Su tale questione si è espressa anche la precedente Ordinanza della Corte di Cassazione n. 24139 del 3 ottobre 2018, trattando un caso per certi versi simile, ma per il quale, pur partendo da medesimi principi, è giunta a conclusioni diverse.
L’amministratore di S.r.l., che aveva ricoperto tale carica per 5 anni, “«per tutta la durata della sua permanenza in carica», […] «non ha mai chiesto alcun compenso ed ha anche omesso di convocare l’assemblea dei soci per deliberare il compenso a lui spettante, sia nel periodo di durata della carica stabilito nell’atto costitutivo (…), sia nel periodo successivo, in cui, scaduto tale termine, aveva continuato a rivestire il ruolo di amministratore». […] «Soltanto nell’agosto del 2007» […] «in occasione dell’approvazione del bilancio del 2006 lo S. che partecipava a tale assemblea in veste di mero socio, contestava per la prima volta il bilancio, pretendendo che fossero accantonati compensi ex art. 17 Statuto».”

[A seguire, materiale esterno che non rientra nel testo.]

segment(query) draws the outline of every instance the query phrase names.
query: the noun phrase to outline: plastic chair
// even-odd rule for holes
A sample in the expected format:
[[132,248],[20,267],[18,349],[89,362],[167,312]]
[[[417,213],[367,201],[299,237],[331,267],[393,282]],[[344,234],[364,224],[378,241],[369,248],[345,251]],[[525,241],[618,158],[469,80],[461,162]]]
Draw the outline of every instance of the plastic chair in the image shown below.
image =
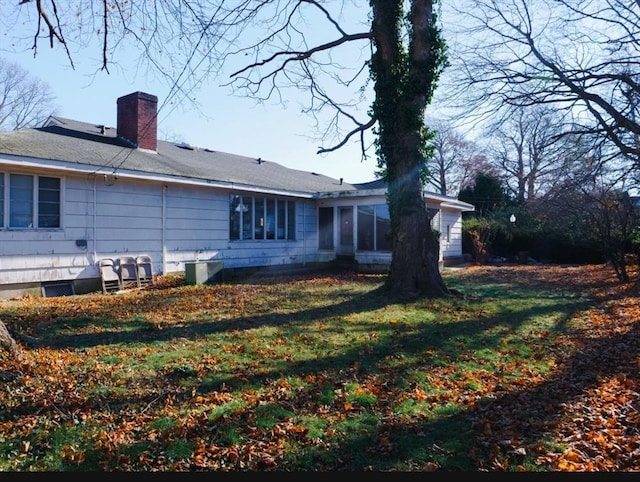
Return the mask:
[[133,256],[122,256],[118,258],[118,271],[120,273],[121,288],[139,288],[138,268]]
[[120,291],[122,289],[120,274],[113,259],[103,258],[100,260],[99,266],[100,278],[102,279],[102,292],[107,294]]
[[140,287],[153,285],[153,266],[151,258],[146,255],[136,258],[136,267],[138,269],[138,284]]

Pur confermando la disponibilità del diritto a percepire il compenso per l’incarico di amministratore e la sua rinunciabilità per fatti concludenti (in quanto “una simile eventualità non è preclusa dalla normativa della remissione del debito”), la Corte di Cassazione in questa occasione ha sottolineato che “per leggere in termini di rinuncia un comportamento non sorretto da scritti o da parole o da altri codici semantici qualificati, occorre comunque che lo stesso faccia emergere una volontà oggettivamente e propriamente incompatibile con quella di mantenere in essere il diritto (cfr., tra le altre, Cass., 14 luglio 2006, n. 16125).” e “Un comportamento meramente omissivo risulta, in sé stesso, tutt’altro che inequivoco e, anzi, particolarmente ambiguo.” Anzi, “[…] la mera inerzia ben può esprimere una semplice tolleranza del creditore […] o anche riflettere una situazione di pura disattenzione.”
In tale ultimo caso dunque la Corte ha accolto il ricorso dell’amministratore.